Anlässlich des Tages für Menschenrechte haben wir mit der Aktivistin Shahnura Kasim aus München über die tragische Lage der Uighuren in Xinjiang gesprochen. Sie machte mit einem Video auf Instagram auf die Situation der Menschen in den Lagern aufmerksam.

PPJ: Über ein Posting auf Instagram wurde ich auf dich aufmerksam. Dieses Posting wurde von diversen Menschenrechtsorganisationen und Aktivistinnen geteilt. Worum geht es da?

Kasim: In meinem Video, was so verbreitet wurde, habe ich über meine  verschwundenen Verwandten berichtet und Bilder von ihnen gezeigt und mögliche Gründe für ihr Verschwinden in einem der vielen Umerziehungslagern  genannt und noch Details was mit ihnen im Lager passiert ist. Zudem habe ich noch am Ende erwähnt das ich nicht die einzige bin und um Hilfe gebeten, was dann auch zahlreich kam.

PPJ: Viele Menschen bekommen derzeit nicht das Ausmaß der Menschenrechtsverletzungen in China gegen die uighurische Bevölkerung mit.

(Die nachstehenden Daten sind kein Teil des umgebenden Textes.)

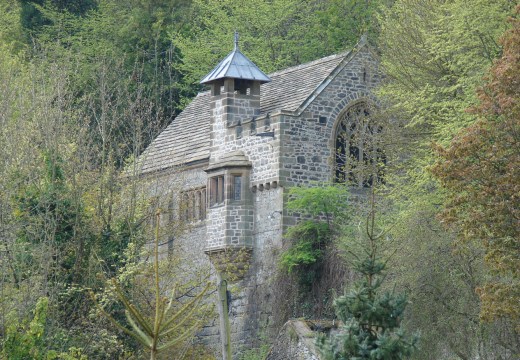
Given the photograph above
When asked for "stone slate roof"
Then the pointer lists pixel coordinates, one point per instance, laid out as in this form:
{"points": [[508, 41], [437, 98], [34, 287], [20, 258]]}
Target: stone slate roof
{"points": [[187, 139]]}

Was genau passiert da?

Kasim: Osttürkistan, was von der Chinesischen Regierung zu Xinjiang unbenannt wurde, was soviel wie „neues Gebiet“ heißt, wurde 1949 erobert, und das Volk wird seitdem dort unterdrückt.

Es war schon immer schlimm was dort passierte, aber die Konzentrationslager und Umerziehungslager welche im Jahr 2016 erschienen, übertreffen alles. Das ist die oberste Grenze was man gegen Menschenrechtsverletzungen machen kann. Leider berichten nicht alle Medien darüber, aber das Thema kommt von Tag zu Tag mehr ans Licht und ich hoffe es hat einfach bald ein Ende. In den Lagern sollen bis zu 3 Millionen Uighuren festgehalten werden.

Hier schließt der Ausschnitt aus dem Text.